Fed balance sheetSource:

This assumption among many watchers that an increase in the monetary supply must lead to inflation is flawed according to Basmajian. "GDP is equal to Money Supply times Velocity of Money," he explains. And the velocity of money has been falling despite the massive rise in the underlying monetary supply. "Businesses need to pay back all of this debt at some point in the future - which makes them less likely to take on more debt to grow their businesses by hiring more or opening new locations."



As Head of Macro Research at Pervalle Global, a discretionary hedge fund specializing in global macro-driven trades across all major asset classes, Basmajian spends much of his day poring over macro-economic data from across the globe. The NY-based hedge fund then makes bets based largely on Eric's reading of the macro tea leaves.

In addition to his role at Pervalle, Eric runs his own Seeking Alpha Marketplace service, EPB Macro Research. Subscribers to EPB Macro Research gain access to EPB’s Model Tactical Asset Allocation and Long-Only Asset Allocation portfolios - 2 low cost, all-ETF portfolios overseen directly by Eric. By combining an asset class mix that includes stocks, bonds, gold and commodities - tilting based on underlying macroeconomic conditions - Eric has created an all-weather portfolio which tamps down risk and volatility while attaining impressive longer-term appreciation of capital.

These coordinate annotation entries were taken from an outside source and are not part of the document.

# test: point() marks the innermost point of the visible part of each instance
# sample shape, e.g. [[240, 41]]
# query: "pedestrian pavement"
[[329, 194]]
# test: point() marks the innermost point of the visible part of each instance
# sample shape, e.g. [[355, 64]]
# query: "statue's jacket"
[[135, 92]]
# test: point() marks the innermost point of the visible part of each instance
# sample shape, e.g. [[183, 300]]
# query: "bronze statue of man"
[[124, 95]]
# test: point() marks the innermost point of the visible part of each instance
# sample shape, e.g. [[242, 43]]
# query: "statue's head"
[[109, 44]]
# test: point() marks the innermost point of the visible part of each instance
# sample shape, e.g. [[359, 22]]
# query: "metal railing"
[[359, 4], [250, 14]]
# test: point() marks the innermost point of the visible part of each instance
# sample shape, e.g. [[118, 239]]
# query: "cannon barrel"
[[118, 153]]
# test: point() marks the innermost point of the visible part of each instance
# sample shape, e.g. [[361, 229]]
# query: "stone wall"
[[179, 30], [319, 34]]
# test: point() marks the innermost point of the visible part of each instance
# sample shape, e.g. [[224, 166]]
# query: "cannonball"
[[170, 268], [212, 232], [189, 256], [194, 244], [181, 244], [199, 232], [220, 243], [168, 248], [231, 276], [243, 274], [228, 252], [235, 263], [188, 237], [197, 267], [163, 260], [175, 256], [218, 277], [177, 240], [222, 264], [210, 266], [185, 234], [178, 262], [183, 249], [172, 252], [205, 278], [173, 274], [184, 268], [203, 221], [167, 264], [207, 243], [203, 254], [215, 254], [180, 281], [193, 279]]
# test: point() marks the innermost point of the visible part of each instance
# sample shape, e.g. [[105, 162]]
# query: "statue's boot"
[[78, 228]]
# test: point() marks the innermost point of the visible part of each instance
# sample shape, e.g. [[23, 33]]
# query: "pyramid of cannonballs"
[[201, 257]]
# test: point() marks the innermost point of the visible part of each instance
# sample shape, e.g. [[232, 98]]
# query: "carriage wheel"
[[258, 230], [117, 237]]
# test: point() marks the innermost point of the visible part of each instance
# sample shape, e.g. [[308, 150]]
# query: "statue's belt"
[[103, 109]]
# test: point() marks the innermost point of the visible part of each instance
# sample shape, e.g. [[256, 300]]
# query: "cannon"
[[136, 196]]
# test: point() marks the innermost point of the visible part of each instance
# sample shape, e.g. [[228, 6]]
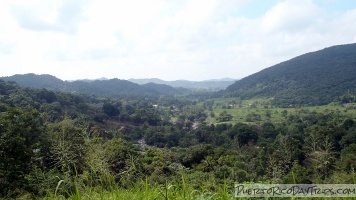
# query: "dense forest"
[[58, 144], [315, 78], [294, 122]]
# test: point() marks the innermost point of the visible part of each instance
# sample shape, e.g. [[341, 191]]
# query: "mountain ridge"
[[314, 78]]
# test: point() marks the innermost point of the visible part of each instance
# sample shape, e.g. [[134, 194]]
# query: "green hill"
[[314, 78], [107, 88]]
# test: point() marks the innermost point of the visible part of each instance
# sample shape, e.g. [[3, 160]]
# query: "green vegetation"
[[316, 78], [56, 145], [119, 140]]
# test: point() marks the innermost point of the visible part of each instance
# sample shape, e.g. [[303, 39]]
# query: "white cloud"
[[188, 39]]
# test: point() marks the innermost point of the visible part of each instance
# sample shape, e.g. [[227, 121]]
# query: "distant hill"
[[163, 88], [214, 84], [314, 78], [108, 88]]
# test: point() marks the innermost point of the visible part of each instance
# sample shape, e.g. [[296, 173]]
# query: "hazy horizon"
[[170, 40]]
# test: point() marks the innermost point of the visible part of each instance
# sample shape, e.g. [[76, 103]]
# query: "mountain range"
[[315, 78], [213, 84]]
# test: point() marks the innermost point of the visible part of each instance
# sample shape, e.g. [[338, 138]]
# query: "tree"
[[110, 109], [67, 148], [20, 133]]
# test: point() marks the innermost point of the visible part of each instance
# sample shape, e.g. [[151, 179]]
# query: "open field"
[[260, 110]]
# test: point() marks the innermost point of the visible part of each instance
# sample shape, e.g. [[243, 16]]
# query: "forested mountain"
[[108, 88], [163, 88], [314, 78], [215, 84]]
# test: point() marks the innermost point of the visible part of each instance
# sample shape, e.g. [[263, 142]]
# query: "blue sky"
[[170, 40]]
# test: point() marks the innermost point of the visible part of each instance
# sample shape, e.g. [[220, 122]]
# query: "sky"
[[166, 39]]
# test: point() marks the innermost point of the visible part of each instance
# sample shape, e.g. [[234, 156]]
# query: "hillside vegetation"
[[107, 88], [316, 78]]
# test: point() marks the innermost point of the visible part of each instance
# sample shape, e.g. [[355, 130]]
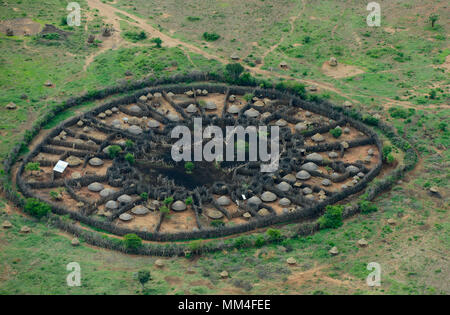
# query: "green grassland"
[[403, 66]]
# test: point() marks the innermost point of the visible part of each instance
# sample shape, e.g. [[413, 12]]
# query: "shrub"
[[336, 132], [157, 41], [130, 158], [132, 241], [114, 150], [247, 97], [195, 246], [36, 208], [129, 144], [332, 217], [210, 37], [135, 36], [168, 201], [367, 207], [188, 201], [370, 120], [189, 167], [274, 235], [144, 276], [241, 242], [402, 113], [217, 223], [193, 18], [51, 36], [32, 166], [260, 241], [390, 159], [164, 210], [233, 71], [386, 151]]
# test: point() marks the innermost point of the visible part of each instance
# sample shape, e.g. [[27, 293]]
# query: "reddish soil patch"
[[340, 71], [21, 27]]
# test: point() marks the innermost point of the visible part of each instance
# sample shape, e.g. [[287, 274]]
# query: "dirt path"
[[292, 20], [112, 42], [110, 14]]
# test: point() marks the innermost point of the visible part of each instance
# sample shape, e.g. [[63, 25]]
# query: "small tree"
[[234, 70], [144, 276], [130, 158], [114, 150], [32, 166], [189, 167], [433, 19], [157, 41], [332, 217], [36, 208], [164, 210], [168, 201], [386, 151], [129, 144], [132, 241], [274, 235], [188, 201], [336, 132]]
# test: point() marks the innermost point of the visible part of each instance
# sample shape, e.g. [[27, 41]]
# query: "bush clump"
[[210, 37], [132, 241], [332, 217], [114, 150], [274, 235], [336, 132], [130, 158], [135, 36], [367, 207], [37, 208]]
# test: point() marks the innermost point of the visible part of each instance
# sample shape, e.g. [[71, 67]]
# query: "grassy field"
[[403, 61]]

Whether you're an inflation bull or bear, you will not want to miss Eric's perspectives and practical portfolio advice in the latest joint episode of Let's Talk ETFs and The Marketplace Roundtable.

Show Notes

  • 4:30 - Eric's personal COVID-19 story
  • 8:00 - Stock vs. Bonds (SHY): A tale of two markets - Which is right?
  • 13:30 - The current environment is a deflationary one - here's why
  • 21:30 - Is the US just a generation behind Japan and Europe when it comes to monetary policy and its likely affect on underlying growth?
  • 29:30 - Productive vs. Unproductive debt: Prospects for future growth (KRE) (XLF)
  • 39:30 - What is the theoretical case for inflation once the dust from COVID-19 settles in a few years?
  • 45:15 - What would be the likely outcome if an emerging economy's central bank followed the same playbook as the Fed?
  • 48:00 - Positioning portfolios in the current environment (SPY), (PDBC), (TLT), (IEI), (SHV), (VXUS)
  • 1:00:00 - Would you consider a short position in something like (XLE) or (XOP) given the potential economic downside that still exists in the energy sector?
  • 1:08:30 - Are you currently over- or under-weight gold? (GLD)
  • 1:14:45 - How about gold miners? (GDX)
  • 1:17:00 - How do you make sense of the extreme bullish stock market action of the last month or so? (QQQ) (DIA) (IVV) (VOO)

Disclosure: I am/we are long SPY, GLD, PDBC, TLT, IEI, SHV, QQQ, VOO, BAR, SHY, GBILVXUS, KRE. I wrote this article myself, and it expresses my own opinions. I am not receiving compensation for it (other than from Seeking Alpha). I have no business relationship with any company whose stock is mentioned in this article.

Additional disclosure: Eric Basmajian is long SPY, GLD, PDBC, TLT, IEI, SHV, VXUS and is short KRE.

Jonathan Liss is long QQQ, VOO, BAR, SHY and GBIL.